I hate to break this to you. . . but the crowds that you saw overtaking your pews on Easter Sunday probably aren’t going to all be back this Sunday. In other words, if you’re like most churches, you’ll have a few more vacant pews this week than you did last week.
And, while we all lament that, there is a wonderful opportunity here. I always look on the ‘low Sunday’ attenders as being particularly ‘hard core.’ So, I think a little in-depth sermonic history and theology is well within the bounds of possibility this week.
Go for it!
The Gospel of Thomas – and other ‘secret’ ‘forbidden’ ‘gnostic’ texts have gotten a lot of press in the last decade. There’s just something about ‘something else’ being out there that we weren’t all taught in Sunday School that sounds intriguing, cool, and like the beginnings of a scandal. Like the cookie jar that we were all told to keep out of, there’s something attractive to modern audiences about illicit, heretical writings. And, so I say, go for it!

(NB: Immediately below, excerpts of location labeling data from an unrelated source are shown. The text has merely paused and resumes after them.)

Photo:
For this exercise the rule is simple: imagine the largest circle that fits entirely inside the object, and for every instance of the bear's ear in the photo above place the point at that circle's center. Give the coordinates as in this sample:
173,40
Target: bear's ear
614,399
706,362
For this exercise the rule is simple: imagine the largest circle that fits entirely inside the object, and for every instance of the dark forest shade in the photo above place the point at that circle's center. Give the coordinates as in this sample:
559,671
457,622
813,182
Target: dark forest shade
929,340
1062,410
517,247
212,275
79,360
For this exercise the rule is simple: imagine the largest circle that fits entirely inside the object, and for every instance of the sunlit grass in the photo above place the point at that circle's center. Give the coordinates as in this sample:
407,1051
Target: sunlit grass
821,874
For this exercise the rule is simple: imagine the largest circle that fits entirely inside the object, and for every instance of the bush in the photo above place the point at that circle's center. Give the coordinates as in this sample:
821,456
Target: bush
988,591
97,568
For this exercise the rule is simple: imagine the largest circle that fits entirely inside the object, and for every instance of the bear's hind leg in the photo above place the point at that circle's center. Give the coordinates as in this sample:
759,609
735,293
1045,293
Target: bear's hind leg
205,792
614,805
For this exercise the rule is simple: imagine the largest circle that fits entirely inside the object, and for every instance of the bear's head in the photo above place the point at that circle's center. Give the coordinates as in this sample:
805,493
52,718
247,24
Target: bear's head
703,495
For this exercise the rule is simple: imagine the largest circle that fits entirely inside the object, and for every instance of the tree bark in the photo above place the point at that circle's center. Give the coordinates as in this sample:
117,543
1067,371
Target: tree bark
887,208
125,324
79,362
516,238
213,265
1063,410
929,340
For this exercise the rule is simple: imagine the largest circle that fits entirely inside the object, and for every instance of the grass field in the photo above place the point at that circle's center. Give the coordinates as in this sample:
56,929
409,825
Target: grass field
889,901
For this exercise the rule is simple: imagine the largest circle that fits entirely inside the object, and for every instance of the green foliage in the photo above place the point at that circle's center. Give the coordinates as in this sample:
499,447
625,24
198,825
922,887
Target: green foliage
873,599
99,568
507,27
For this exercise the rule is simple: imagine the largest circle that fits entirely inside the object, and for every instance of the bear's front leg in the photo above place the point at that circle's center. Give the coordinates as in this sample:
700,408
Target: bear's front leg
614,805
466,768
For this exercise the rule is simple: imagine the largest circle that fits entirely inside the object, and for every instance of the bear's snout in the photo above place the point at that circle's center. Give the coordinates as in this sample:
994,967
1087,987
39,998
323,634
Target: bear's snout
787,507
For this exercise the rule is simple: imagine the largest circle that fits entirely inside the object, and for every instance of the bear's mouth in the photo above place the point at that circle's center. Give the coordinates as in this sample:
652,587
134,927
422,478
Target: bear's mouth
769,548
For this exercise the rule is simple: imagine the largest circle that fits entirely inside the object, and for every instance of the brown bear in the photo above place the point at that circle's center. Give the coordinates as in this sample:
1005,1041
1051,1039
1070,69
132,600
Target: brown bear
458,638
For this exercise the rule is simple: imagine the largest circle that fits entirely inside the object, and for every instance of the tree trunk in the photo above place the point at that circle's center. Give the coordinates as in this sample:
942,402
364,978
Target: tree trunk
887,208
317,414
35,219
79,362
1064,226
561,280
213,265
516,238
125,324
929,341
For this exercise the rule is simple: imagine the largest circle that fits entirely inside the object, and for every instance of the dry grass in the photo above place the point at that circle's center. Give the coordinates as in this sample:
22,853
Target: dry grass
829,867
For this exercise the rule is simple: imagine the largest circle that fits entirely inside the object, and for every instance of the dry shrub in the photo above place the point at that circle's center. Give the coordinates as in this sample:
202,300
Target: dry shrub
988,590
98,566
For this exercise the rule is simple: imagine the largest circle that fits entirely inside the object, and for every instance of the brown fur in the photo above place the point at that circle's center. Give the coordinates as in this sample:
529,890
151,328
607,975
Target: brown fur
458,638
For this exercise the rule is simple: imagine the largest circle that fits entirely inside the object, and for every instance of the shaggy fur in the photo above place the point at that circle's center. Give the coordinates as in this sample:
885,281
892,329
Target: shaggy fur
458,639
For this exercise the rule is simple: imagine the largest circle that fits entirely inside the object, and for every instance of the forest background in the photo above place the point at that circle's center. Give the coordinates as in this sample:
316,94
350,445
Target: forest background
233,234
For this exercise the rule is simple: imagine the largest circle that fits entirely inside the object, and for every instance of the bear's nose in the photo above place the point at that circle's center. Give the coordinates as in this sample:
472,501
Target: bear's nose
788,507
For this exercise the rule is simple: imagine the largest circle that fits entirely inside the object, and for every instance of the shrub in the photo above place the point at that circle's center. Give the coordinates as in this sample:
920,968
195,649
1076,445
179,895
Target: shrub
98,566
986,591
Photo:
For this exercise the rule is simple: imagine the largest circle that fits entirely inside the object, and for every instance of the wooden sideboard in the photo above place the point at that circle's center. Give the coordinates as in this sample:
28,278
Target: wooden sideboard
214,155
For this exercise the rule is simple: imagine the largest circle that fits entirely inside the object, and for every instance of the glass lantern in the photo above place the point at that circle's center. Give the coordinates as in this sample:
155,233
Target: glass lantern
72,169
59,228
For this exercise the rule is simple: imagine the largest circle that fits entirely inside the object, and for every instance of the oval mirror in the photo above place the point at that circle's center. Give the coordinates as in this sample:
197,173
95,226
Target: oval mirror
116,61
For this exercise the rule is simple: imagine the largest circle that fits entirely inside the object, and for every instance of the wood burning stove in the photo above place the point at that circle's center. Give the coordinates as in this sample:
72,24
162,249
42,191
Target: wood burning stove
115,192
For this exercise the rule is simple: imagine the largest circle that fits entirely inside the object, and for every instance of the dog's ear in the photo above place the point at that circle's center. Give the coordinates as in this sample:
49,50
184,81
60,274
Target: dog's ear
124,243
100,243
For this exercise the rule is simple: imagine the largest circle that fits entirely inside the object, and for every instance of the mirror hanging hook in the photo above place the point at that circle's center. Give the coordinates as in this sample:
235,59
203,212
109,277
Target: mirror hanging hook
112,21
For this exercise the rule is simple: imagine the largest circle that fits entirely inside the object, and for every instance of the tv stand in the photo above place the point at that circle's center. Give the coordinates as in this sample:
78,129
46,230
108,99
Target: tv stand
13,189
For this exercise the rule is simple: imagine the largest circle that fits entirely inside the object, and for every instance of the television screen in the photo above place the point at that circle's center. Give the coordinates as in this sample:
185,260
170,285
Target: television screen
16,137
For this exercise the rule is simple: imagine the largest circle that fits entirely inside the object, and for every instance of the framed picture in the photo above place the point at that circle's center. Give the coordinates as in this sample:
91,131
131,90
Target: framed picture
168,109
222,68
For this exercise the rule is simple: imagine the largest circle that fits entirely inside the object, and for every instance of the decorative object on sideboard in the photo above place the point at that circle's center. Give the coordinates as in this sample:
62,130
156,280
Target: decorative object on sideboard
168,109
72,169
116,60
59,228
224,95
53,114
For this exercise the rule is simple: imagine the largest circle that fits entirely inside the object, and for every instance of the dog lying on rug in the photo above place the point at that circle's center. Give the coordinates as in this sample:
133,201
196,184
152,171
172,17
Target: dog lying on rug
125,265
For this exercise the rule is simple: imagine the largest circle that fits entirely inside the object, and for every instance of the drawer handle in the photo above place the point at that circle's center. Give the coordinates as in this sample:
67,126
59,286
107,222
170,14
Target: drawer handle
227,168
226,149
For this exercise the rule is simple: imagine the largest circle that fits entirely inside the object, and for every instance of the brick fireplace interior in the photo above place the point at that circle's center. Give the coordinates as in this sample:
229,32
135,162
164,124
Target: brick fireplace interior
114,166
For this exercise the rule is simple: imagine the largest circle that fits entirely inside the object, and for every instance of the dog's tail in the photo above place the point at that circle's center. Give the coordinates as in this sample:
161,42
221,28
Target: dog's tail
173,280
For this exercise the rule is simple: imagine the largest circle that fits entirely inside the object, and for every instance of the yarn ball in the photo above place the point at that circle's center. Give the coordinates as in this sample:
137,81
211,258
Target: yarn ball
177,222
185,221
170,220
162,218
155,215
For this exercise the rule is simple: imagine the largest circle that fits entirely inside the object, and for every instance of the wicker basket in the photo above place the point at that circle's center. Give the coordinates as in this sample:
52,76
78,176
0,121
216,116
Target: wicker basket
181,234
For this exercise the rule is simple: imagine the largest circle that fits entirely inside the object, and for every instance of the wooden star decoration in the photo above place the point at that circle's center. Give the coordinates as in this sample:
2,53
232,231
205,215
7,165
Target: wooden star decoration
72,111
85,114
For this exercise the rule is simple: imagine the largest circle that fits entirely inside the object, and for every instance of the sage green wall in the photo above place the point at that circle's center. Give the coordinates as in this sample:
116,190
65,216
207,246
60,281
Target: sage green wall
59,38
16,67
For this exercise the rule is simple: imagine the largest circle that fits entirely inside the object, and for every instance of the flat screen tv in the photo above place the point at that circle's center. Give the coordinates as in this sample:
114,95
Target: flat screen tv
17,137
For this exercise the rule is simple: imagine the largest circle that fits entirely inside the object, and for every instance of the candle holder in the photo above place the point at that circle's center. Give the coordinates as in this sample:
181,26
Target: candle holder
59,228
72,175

To take the Gospel of Thomas head-on, to take an opportunity to raise the theological diversity of the ancient Church, AND to take the opportunity to say why in the end the Gospel of John made the cut and the Gospel of Thomas (with all it’s new-age-y ‘stuff’) didn’t – is important.
And, to me, that’s such a better option than one more sermon on how doubting isn’t all that bad anyway. . . it’s the ‘ants in the pants of faith’ . . . blah. . . blah. . . blah.
For further reading:
Elaine Pagels’ book Beyond Belief.
Or, the journal article (available on EBSCO/ ATLA database) Exegesis of Genesis 1 in the Gospels of Thomas and John. Pagels, Elaine H. Journal of Biblical Literature 118 no 3 Fall 1999, p 477-496. 1999.